Вот почему люди, с любовью относящиеся к природе и искусству, бывают столь благодарны “избранникам”, – тем художникам, что обладают высоким талантом из факта природы делать факт искусства.
Обманчива простота пейзажной живописи. К пейзажу охотно обращаются начинающие живописцы, самодеятельные художники; кажется, так легко написать кусочек природы “похоже”…
Опытные мастера знают обманчивость этой простоты, годами бьются над передачей поэтичности природы, её философской мудрости, её многозначности.
Художник, освоивший все премудрости ремесла, постигший загадки отображения освещённости при закате и восходе, солнечных бликов лунных дорожек, отражений деревьев в воде и мерцания поверхности озера при лёгком ветерке, в старости нередко приходит к печальному выводу о том, что душу природы так и не научился передавать, так и не постиг её. Такое бывает часто.
А вот крайне редкий случай, когда совсем юный художник ищет в пейзажной живописи возможность не только передать красоту окружающего мира, но и душу природы, пытается через пейзаж поведать и о состоянии своей души…

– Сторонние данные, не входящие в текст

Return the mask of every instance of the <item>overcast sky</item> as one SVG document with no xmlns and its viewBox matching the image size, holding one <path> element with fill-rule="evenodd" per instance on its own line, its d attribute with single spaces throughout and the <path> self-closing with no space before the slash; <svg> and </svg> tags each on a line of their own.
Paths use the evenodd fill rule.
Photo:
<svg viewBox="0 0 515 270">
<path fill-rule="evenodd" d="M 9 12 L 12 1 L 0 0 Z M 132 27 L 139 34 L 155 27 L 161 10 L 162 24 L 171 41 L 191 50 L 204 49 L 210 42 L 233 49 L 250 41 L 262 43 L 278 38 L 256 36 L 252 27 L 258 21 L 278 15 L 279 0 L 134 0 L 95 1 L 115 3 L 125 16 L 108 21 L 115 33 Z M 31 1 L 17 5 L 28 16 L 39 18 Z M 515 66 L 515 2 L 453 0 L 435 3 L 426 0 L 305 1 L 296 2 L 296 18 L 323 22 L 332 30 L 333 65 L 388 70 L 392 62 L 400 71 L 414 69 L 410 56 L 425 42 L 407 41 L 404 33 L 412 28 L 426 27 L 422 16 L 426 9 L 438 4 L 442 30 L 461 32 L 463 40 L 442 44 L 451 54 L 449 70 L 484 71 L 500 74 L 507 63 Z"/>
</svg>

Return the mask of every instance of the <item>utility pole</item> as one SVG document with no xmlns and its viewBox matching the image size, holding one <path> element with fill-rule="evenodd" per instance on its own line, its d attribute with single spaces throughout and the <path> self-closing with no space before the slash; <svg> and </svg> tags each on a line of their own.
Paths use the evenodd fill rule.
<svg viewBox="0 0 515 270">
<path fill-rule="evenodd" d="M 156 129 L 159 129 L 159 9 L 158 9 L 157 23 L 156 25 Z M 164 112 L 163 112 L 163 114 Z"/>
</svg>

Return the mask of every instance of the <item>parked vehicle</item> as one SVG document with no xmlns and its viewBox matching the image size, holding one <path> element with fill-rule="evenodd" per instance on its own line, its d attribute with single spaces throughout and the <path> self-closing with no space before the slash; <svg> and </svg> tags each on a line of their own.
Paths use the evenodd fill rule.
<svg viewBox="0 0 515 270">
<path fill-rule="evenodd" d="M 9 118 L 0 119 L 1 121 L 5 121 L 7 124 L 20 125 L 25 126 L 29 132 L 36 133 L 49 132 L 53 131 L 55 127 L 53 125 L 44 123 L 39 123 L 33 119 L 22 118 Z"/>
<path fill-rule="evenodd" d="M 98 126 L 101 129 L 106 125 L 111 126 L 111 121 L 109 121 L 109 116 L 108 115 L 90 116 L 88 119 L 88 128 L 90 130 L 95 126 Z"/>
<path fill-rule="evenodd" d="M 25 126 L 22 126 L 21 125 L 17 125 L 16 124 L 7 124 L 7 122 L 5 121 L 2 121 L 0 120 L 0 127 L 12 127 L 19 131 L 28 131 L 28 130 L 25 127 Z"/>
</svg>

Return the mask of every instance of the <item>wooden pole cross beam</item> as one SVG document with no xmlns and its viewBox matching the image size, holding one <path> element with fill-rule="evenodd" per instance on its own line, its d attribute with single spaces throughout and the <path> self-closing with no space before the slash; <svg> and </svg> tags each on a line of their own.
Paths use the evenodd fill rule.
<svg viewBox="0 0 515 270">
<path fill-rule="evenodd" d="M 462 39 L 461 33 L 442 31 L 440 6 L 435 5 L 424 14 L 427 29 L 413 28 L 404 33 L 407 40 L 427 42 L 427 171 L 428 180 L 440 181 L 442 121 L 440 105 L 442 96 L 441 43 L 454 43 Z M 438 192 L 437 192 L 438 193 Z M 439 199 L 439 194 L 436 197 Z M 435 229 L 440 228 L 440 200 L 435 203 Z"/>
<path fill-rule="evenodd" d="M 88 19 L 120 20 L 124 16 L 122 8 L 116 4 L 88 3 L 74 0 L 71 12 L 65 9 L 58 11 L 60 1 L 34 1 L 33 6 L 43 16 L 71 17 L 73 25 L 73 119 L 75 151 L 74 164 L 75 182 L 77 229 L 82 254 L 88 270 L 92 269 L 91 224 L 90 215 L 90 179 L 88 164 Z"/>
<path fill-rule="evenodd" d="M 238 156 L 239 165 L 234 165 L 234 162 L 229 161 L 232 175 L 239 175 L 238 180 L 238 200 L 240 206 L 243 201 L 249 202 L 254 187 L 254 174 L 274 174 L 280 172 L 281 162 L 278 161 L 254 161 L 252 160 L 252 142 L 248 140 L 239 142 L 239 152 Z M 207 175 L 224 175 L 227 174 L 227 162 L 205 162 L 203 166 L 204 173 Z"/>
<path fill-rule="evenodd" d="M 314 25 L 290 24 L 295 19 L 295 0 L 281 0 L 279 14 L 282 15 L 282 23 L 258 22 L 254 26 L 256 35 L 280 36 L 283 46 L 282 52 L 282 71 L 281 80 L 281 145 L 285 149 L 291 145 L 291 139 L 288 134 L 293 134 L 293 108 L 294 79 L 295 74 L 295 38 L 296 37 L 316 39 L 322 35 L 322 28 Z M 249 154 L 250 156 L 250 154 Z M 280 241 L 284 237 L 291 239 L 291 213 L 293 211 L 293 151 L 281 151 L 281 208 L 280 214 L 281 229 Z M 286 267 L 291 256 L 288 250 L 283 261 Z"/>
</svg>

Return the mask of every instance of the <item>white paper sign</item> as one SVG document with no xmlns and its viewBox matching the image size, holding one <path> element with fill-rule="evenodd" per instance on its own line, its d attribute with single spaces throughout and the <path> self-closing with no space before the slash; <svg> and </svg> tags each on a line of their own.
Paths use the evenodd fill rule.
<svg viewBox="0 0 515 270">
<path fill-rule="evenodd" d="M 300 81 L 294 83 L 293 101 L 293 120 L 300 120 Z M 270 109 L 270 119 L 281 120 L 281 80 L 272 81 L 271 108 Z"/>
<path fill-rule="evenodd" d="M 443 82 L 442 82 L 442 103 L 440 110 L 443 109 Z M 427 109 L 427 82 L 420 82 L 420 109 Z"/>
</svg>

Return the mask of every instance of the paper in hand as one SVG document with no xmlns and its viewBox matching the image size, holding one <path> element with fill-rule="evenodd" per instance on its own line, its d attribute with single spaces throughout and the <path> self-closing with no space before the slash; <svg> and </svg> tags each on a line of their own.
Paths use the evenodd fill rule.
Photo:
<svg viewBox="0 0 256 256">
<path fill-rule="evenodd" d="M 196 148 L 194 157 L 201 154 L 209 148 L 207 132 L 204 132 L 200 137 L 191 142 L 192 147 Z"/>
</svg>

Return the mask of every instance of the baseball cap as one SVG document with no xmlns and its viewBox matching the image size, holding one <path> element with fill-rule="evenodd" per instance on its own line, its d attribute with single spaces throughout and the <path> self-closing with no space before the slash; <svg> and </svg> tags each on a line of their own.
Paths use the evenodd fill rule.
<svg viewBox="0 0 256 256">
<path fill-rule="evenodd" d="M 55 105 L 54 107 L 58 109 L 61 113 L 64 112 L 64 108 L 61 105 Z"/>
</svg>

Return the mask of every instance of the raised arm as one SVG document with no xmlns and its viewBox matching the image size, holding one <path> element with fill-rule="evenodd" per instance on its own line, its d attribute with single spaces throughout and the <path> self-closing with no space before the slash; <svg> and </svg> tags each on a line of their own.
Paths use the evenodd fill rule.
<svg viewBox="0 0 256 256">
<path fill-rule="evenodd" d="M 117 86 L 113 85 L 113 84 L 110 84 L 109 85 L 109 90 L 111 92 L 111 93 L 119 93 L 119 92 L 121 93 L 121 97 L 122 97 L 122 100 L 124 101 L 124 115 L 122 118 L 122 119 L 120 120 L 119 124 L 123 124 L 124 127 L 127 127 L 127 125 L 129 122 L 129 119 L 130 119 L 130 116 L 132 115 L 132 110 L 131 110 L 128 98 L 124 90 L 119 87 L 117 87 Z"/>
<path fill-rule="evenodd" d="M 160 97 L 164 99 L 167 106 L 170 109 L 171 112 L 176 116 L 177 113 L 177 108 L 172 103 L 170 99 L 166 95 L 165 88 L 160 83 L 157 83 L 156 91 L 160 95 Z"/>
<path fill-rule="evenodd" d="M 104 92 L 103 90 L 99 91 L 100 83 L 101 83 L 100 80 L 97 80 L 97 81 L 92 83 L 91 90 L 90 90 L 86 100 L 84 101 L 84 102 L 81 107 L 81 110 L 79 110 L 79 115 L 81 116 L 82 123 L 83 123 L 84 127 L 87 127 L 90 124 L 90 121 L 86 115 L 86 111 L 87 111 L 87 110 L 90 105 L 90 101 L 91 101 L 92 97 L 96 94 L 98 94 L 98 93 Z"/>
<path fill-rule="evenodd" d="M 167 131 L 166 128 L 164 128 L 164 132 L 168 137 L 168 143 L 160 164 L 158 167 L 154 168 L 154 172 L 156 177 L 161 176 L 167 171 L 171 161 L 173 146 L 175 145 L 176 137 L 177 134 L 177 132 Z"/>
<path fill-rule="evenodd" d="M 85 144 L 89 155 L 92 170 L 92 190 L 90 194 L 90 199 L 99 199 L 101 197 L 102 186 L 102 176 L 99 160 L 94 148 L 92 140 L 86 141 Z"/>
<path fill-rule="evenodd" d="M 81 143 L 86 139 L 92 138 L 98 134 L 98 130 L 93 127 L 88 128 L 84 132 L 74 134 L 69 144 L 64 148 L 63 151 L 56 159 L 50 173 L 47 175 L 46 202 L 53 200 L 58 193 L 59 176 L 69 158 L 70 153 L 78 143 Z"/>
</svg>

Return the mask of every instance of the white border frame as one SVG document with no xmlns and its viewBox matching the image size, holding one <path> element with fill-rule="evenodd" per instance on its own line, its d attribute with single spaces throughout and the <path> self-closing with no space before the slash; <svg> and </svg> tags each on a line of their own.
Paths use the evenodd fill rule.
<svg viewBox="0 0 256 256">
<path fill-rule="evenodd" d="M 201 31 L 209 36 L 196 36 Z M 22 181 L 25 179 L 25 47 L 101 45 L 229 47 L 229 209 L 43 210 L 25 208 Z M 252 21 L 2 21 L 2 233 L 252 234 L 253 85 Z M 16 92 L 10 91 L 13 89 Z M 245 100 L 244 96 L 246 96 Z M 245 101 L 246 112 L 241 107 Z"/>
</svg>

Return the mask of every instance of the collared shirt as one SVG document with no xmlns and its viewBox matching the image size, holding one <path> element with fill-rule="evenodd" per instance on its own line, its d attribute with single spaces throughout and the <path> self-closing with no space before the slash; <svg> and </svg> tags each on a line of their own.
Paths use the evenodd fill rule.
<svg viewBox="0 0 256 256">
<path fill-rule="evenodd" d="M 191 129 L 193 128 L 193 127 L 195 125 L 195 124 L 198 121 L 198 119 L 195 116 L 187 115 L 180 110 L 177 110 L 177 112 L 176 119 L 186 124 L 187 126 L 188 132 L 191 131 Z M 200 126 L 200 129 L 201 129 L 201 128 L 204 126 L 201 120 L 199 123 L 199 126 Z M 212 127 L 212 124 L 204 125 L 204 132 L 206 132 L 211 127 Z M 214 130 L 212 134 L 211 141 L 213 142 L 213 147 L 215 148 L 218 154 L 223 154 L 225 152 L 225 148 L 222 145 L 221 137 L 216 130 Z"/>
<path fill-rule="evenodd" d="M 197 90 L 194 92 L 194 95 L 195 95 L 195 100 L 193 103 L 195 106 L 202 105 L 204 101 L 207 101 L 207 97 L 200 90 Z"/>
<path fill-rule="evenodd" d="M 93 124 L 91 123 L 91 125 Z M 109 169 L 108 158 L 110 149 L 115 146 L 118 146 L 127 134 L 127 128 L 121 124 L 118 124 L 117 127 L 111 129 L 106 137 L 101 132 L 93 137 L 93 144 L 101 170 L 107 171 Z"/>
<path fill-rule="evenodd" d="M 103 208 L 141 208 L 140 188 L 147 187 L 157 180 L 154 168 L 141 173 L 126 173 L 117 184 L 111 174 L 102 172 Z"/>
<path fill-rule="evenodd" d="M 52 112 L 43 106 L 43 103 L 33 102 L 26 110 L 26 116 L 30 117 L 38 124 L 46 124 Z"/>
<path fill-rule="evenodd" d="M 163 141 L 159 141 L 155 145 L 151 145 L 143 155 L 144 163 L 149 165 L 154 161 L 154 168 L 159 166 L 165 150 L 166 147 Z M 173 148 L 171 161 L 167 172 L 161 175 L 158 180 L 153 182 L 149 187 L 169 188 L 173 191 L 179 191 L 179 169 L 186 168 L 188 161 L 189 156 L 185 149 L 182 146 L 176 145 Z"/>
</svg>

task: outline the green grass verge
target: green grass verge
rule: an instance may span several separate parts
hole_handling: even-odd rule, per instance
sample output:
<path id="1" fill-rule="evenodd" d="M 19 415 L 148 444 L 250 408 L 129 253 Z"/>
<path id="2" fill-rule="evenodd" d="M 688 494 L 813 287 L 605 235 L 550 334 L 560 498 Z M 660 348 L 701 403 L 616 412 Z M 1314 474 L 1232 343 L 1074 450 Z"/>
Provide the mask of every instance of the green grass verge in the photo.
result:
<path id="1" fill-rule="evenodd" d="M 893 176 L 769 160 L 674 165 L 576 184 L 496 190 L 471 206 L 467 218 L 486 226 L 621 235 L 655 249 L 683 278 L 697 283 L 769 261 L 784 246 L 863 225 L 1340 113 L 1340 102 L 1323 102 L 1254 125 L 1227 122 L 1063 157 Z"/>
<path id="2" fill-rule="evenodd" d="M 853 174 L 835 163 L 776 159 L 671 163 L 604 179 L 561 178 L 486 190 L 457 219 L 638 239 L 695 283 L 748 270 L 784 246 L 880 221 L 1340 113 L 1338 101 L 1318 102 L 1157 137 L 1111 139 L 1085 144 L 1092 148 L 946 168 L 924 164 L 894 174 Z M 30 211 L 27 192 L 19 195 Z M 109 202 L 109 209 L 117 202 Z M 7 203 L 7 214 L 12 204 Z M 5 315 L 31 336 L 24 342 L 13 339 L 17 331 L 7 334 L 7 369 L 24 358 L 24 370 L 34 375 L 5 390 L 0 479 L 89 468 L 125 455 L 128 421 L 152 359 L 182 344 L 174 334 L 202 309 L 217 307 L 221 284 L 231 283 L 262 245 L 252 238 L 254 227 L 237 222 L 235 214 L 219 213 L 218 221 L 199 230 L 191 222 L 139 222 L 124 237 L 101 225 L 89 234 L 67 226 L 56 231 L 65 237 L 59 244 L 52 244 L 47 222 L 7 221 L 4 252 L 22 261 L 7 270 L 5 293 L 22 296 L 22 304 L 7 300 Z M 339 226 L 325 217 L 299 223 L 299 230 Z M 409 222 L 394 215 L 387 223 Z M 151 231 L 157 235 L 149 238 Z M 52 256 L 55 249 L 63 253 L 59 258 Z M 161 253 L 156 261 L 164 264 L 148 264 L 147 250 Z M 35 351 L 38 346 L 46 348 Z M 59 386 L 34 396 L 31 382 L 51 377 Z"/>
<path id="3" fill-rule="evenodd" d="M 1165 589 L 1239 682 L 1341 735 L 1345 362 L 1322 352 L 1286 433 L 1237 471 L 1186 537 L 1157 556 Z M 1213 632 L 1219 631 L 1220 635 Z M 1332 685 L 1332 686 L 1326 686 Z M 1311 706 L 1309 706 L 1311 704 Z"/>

Мир природы у Дато обычен и необычен. Городские сценки, серия карандашных зарисовок “Чинары”, сельские пейзажи со старыми домами и амбарами.
Мимо его работ нельзя проходить, бегло коснувшись их взглядом. Парадокс Дато ещё и в том, что многие его картины и рисунки создавались за короткий промежуток времени, но рассматривать их можно часами!
Объяснение здесь, мне кажется, только одно: мозг Дато работал с колоссальной нагрузкой, он всё время писал, рисовал свои картины, наброски, этюды мысленно, многократно перекомпоновывал их, размышляя над вечными гуманистическими проблемами, загадками человеческого бытия, всего живого на планете; он находил – мысленно – ответы, в том числе и в живой природе, закладывал в придумываемые им пейзажи множество загадок, видимых лишь при пристальном рассматривании сложных переплетений линий, сочетаний цветовых пятен… Остальное было делом техники.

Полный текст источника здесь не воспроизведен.